El país necesita que la fiscalía funcione, no como un brazo más del gobierno, sino como un contrapeso serio y profesional. México requiere una institución capaz de investigar desde los delitos más cotidianos hasta los más complejos y peligrosos; una fiscalía que enfrente al crimen organizado no con estridencias mediáticas, sino con inteligencia, coordinación institucional y seguimiento financiero; una fiscalía que actúe con rigor frente a casos de corrupción, aunque involucren a figuras influyentes; una fiscalía que proteja a los vulnerables y garantice justicia para las víctimas, evitando la revictimización y asegurando procesos transparentes. Todo eso, aunque ambicioso, es lo que la ciudadanía espera. Y es también lo que la historia le exigirá a Godoy.
Lo que corresponde ahora no es entregar un cheque en blanco a la nueva fiscal, pero tampoco condenarla antes de tiempo. El país debe mirar con atención, exigir resultados, fiscalizar el desempeño de la institución y mantener un escrutinio permanente sobre su autonomía. La FGR no es una oficina más del gobierno: es el pilar de la procuración de justicia, el corazón del Estado de derecho. Y un país que aspira a vivir en paz, con instituciones fuertes y ciudadanos protegidos, no puede permitirse una fiscalía débil, subordinada o selectiva.

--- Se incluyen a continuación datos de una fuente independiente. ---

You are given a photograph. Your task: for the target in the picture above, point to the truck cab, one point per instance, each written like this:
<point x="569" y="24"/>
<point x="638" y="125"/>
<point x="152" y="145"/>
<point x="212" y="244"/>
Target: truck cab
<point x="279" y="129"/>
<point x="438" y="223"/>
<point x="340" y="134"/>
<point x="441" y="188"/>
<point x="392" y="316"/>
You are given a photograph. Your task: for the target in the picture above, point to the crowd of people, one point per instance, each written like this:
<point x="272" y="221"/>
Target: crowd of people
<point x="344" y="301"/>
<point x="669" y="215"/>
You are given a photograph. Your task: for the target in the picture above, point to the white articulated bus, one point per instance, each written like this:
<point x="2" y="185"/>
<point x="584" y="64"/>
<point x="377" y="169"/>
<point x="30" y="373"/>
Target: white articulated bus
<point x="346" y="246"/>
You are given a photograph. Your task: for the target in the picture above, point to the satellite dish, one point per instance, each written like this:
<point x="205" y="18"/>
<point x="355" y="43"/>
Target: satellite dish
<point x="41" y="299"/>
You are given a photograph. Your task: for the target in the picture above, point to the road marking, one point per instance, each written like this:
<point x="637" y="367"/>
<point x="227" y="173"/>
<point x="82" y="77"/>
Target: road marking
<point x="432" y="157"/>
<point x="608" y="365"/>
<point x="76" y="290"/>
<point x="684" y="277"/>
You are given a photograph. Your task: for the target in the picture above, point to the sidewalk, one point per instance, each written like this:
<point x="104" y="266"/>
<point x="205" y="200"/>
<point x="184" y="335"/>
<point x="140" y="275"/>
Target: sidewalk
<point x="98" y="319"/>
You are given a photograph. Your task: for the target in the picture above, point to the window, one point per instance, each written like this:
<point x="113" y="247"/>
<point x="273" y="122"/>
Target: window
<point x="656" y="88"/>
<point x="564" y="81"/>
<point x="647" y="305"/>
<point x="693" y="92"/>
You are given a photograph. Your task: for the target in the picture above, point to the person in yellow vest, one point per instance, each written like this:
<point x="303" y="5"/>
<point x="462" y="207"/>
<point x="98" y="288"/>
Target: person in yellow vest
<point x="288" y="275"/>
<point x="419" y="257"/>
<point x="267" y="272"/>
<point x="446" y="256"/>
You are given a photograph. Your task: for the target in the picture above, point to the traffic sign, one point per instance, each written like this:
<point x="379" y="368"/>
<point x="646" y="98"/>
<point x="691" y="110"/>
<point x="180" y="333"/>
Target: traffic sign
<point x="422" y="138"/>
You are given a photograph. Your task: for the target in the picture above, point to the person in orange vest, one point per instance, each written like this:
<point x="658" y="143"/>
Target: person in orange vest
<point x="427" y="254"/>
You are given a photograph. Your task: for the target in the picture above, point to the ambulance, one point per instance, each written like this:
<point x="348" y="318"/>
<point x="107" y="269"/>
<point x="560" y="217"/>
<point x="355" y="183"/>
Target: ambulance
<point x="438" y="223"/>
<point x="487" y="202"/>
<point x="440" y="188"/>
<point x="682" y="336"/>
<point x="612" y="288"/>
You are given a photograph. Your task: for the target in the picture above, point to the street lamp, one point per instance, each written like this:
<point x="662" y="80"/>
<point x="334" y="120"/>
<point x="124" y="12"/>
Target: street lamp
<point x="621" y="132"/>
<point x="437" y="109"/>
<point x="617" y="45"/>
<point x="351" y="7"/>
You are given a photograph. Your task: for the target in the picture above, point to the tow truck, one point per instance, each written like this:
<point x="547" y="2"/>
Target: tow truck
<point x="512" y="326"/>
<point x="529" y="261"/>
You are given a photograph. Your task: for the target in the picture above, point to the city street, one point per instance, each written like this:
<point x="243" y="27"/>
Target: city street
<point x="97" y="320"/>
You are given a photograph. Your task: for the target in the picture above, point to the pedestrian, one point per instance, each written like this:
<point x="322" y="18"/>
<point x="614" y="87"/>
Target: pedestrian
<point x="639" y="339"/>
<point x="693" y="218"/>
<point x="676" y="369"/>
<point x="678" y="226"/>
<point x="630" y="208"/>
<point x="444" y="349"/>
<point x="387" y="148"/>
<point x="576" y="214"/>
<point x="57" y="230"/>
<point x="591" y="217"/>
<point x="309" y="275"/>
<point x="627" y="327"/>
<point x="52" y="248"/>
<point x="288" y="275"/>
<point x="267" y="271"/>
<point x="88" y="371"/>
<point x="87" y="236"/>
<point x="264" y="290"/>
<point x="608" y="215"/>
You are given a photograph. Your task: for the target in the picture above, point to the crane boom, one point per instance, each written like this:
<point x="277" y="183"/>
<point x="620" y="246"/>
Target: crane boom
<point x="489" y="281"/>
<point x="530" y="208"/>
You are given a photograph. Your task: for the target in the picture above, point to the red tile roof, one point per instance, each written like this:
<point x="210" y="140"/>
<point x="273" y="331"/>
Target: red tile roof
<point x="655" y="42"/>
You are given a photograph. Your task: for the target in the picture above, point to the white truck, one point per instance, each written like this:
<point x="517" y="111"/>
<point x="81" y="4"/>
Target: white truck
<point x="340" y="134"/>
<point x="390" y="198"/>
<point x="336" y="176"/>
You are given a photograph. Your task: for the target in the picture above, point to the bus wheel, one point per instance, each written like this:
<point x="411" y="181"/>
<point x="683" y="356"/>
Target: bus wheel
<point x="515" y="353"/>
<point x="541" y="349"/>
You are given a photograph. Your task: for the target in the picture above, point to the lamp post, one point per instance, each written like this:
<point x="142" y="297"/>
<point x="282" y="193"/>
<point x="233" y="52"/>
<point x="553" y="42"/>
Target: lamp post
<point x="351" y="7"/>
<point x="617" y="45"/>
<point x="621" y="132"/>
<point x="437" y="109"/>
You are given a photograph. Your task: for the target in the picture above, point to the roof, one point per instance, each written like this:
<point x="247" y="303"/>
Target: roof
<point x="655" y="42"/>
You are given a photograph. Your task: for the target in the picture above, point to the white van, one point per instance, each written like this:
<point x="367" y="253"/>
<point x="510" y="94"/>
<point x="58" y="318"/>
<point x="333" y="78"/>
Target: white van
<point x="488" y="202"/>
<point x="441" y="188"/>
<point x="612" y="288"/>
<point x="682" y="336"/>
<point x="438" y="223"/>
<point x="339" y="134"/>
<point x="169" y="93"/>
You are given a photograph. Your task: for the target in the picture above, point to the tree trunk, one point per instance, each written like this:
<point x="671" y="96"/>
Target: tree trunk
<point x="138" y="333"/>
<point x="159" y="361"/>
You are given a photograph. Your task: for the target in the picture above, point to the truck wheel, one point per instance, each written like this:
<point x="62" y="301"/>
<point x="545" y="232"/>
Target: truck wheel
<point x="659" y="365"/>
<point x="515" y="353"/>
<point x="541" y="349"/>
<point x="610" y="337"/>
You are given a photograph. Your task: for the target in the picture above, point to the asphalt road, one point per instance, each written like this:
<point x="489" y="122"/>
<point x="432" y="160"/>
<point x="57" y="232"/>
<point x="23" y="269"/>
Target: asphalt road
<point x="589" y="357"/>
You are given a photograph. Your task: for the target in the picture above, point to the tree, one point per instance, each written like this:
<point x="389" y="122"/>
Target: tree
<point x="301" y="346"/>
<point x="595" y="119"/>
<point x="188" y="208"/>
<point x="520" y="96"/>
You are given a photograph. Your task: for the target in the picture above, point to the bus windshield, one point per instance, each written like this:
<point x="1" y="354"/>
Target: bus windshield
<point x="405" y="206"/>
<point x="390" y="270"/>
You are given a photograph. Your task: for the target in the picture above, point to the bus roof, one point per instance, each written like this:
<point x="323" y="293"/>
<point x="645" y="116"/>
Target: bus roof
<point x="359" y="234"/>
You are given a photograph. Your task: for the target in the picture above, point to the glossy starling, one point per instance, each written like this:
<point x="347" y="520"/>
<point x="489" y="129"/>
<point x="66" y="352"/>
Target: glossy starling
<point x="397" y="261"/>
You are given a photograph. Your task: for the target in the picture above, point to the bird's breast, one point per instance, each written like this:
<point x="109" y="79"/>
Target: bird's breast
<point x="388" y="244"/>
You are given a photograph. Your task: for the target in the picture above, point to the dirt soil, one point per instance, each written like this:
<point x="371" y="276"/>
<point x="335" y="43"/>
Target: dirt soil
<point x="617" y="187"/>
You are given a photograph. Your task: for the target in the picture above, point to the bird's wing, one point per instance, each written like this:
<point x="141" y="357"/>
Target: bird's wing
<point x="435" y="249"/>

Ernestina Godoy tiene ante sí la oportunidad —quizá la más grande de su vida pública— de demostrar que la justicia puede ejercerse con firmeza, técnica y autonomía, aunque el contexto político parezca adverso. Si decide asumir esa responsabilidad con seriedad histórica, puede convertirse en una figura transformadora. Si no, pasará a la lista de quienes tuvieron el cargo, pero no el carácter.
El tiempo, como siempre, será el juez más severo. Pero desde hoy, la exigencia es clara: México necesita una fiscalía que inspire confianza, no miedo ni dudas; una institución capaz de enfrentar la impunidad sin distinción, sin sesgos, sin sometimientos. Y si Godoy está a la altura de esa tarea, su nombre no solo ocupará una línea en los registros oficiales, sino un lugar digno en la memoria social de este país que, cansado de promesas, urge justicia verdadera.